Yo era un soñador nato. Casi sonámbulo. Un muchacho con una bandada completa de pájaros preña’os en la cabeza, y a mis 11 años, conocí a una persona que se encargó de orientar el vuelo de esos pájaros. Me refiero a quien ahora llamo mi maestro; el Prof. José Alberto Espinosa, un guitarrista académico internacional que venía una vez al año en épocas decembrinas a la casa de su madre (vecina) y con su guitarra cautivaba a todo el que pasara –en especial a mí. En esos escasos días de mi niñez me la pasaba pegado a la reja del frente de la casa de la Sra. Ramona para escuchar tocar a Alberto. Sus arpegios versados me instruyeron el camino a la música. Comencé a amarla perdidamente. Quería aprender. Deseaba tocar como mi maestro pero, algunas condiciones lo evitaron. Yo no tenía dinero para comprarme una guitarra. En mi ignorante inocencia le pedí a mi papá que me regalara una. Inclusive, un músico de la localidad que conocía a Alberto y que también era amigo de mi padre, le comentó que en efecto el maestro Espinosa era hijo de uno de los grandes músicos no reconocidos de Cabimas (el Señor Ramón Espinosa) y que era bien que su hijo quisiese enseñarme, pero mi padre como siempre, evaluando los costos de una guitarra, se armó de argumentos interminables (entre ellos que eso era pa’ maricos) y apenas me compró un modesto un Cuatro. Me conformé, porque mi mamá me decía “hay que arroparse hasta donde lleguen la sábanas”. Así que no chisté e imperiosamente tomé una que otra lección de Cuatro, pero no con Alberto, sino con su odioso hermano Willie (sí, se llama y se escribe así). El maestro Willie, no tan pródigo como su hermano, se valió de cuadernitos para enseñarme una que otra nota en el Cuatro. Yo no le tenía paciencia. Ni él a mí. Entonces mi mamá decidió que no más porque yo no quería aprender, cuando en realidad deseaba con toda mi alma que el mismo Alberto me enseñase. Apenas si lo hacía una vez por año. Sí, así mismo como se lee; ¡una vez por año!
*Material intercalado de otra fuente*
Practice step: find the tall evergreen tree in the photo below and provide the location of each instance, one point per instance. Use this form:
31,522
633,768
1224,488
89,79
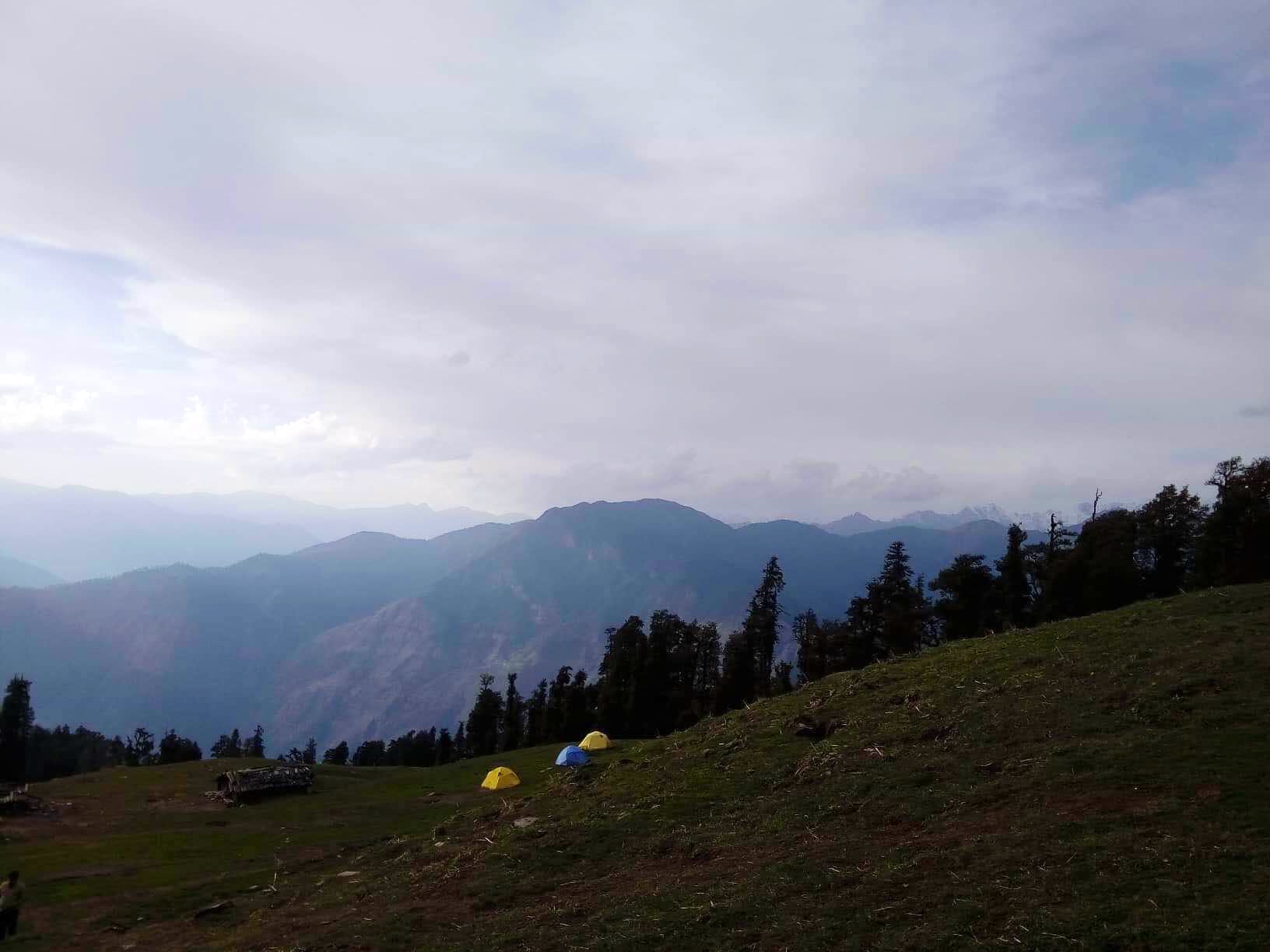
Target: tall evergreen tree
535,716
461,745
174,749
227,745
620,673
1169,530
255,743
514,715
486,719
966,604
747,658
337,755
445,747
17,723
763,622
580,707
1235,546
140,748
1014,593
813,646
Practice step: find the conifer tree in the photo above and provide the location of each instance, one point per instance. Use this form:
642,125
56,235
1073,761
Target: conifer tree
1169,530
17,723
1014,593
445,747
255,743
461,745
535,716
486,719
966,604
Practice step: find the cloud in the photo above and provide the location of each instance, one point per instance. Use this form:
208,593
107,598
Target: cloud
317,442
27,409
869,257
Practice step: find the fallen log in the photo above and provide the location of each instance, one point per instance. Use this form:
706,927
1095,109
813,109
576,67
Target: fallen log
237,786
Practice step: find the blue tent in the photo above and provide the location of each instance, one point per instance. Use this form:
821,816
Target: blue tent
572,757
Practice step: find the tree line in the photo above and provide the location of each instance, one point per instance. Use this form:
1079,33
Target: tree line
669,673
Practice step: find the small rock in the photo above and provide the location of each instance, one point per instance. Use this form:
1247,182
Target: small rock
215,908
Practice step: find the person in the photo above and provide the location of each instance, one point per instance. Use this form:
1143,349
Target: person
10,901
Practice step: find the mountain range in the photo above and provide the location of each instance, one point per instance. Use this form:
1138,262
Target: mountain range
74,534
372,635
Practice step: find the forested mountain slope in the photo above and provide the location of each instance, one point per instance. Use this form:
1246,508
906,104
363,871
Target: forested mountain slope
1096,783
545,597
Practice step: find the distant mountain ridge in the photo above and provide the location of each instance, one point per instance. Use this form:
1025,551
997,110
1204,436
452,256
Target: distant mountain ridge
14,572
926,518
78,534
372,634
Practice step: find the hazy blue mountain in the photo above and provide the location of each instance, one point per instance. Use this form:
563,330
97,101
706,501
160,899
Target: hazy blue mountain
82,534
197,649
545,596
928,520
372,634
24,574
327,523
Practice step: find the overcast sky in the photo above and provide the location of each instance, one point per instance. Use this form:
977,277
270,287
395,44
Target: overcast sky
766,259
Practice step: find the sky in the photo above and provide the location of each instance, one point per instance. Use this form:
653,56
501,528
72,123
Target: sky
763,259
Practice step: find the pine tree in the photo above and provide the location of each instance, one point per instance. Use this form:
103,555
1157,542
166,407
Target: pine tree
535,716
140,748
1169,530
763,622
1235,546
486,719
174,749
966,604
255,744
1014,593
445,747
747,658
337,754
813,648
461,748
17,723
514,715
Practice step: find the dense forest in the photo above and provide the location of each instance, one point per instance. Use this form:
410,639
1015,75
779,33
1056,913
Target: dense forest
668,673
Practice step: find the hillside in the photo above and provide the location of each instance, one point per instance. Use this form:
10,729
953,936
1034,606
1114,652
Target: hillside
23,574
86,534
375,635
545,597
1095,783
197,649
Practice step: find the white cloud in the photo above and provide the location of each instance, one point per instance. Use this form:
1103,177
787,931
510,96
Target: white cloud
540,254
27,409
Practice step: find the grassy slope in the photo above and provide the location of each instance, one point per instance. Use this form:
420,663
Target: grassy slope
1097,783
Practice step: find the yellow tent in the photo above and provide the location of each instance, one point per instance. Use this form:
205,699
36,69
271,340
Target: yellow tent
500,779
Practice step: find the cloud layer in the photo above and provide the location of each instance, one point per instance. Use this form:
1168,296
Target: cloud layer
769,263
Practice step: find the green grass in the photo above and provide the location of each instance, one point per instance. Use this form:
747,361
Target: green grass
1099,783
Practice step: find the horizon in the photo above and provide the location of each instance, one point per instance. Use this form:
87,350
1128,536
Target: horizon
860,258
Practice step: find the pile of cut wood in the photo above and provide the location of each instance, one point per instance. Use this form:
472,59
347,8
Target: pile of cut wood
238,786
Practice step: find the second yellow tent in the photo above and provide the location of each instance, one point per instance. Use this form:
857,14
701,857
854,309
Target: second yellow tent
500,779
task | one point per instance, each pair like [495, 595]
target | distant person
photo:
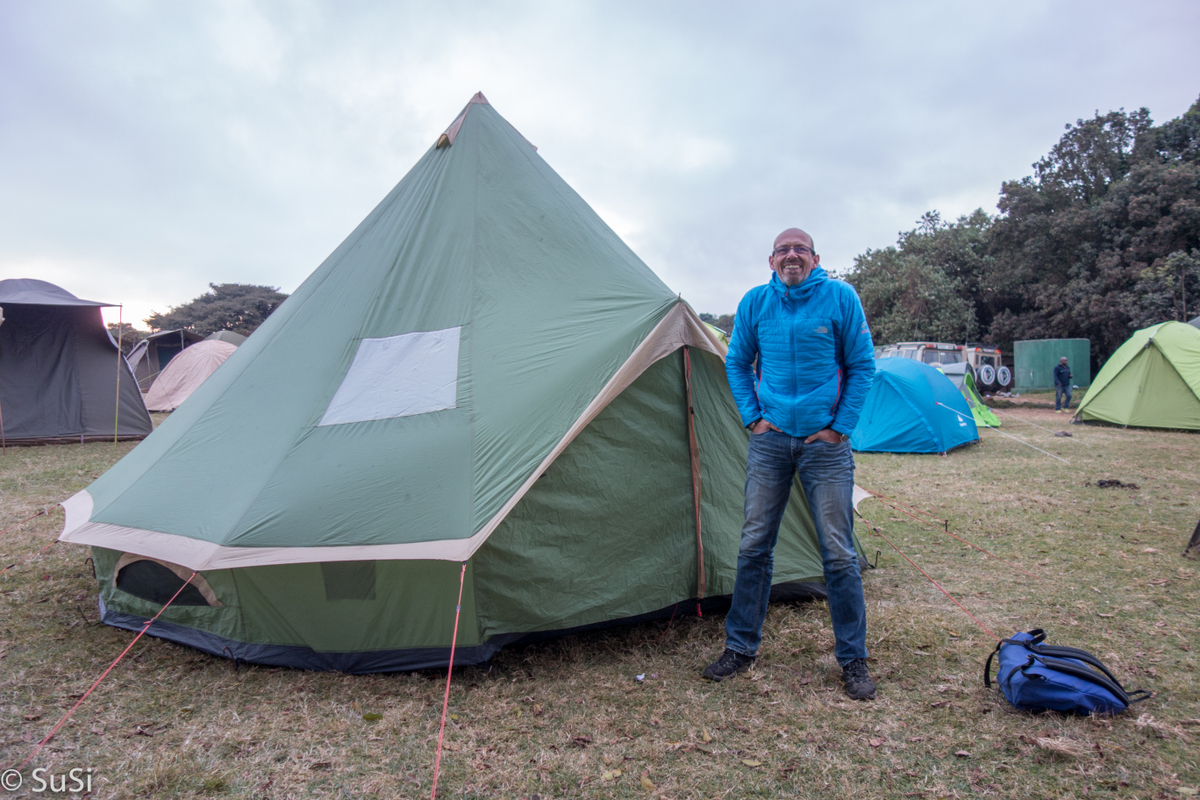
[1061, 386]
[815, 365]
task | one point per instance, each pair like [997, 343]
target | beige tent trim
[679, 328]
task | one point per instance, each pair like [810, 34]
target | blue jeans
[827, 474]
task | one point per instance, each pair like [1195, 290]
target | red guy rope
[947, 531]
[876, 531]
[145, 627]
[445, 702]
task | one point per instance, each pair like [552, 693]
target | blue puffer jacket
[815, 353]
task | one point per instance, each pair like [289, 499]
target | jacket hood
[804, 290]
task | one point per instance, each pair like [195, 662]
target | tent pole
[695, 475]
[117, 415]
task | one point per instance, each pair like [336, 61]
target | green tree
[1083, 246]
[930, 286]
[235, 307]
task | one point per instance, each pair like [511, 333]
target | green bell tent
[1152, 380]
[481, 374]
[963, 377]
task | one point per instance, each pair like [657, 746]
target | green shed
[1033, 362]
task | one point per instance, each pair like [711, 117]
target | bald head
[795, 234]
[792, 258]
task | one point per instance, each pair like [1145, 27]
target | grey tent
[61, 376]
[151, 355]
[227, 336]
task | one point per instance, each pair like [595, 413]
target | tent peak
[40, 293]
[451, 132]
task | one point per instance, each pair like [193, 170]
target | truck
[987, 362]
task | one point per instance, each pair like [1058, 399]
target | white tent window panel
[399, 376]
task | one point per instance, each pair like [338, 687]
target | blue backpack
[1039, 677]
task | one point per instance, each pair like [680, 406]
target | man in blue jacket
[815, 365]
[1062, 386]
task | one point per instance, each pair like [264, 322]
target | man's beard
[796, 278]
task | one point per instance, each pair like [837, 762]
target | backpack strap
[1084, 673]
[1038, 636]
[987, 667]
[1073, 653]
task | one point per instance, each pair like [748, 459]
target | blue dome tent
[912, 408]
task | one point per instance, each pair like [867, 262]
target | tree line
[1102, 240]
[238, 307]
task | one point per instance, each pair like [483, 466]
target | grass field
[569, 719]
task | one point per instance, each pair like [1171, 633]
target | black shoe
[858, 681]
[727, 666]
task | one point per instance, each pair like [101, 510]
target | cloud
[154, 148]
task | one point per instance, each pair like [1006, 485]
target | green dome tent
[963, 377]
[1152, 380]
[481, 374]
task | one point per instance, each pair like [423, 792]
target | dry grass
[568, 719]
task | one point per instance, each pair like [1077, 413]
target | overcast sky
[149, 148]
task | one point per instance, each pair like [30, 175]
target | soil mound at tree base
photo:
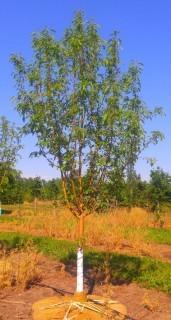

A los 13 años me sabía 7 canciones en el Cuatro, y los vecinos me odiaban porque no dejaba de tocarlas y cantarlas (Compadre Pancho, La Noche Azul, una canción evangélica y otras por allí). Luego un día, en casa de mi abuela, descubro que un vecino tenía una guitarra que casi ni usaba. Aproveché la ocasión y me hice su amigo, cosa que me fue fácil porque siendo hijo de un hábil comerciante sabía cómo negociar. Ese “amigo” me prestaba su guitarra cada semana por un día, hasta que luego de unos meses se obstinó de mi insistencia, y en una desesperada estrategia monetaria vendió la guitarra para pagar unas deudas. Ahí murió mi esperanza de ser músico, pero en ese ir y venir me quedó un excelente oído musical que sorprendía vivazmente a mi maestro cuando venía a Cabimas y conversábamos.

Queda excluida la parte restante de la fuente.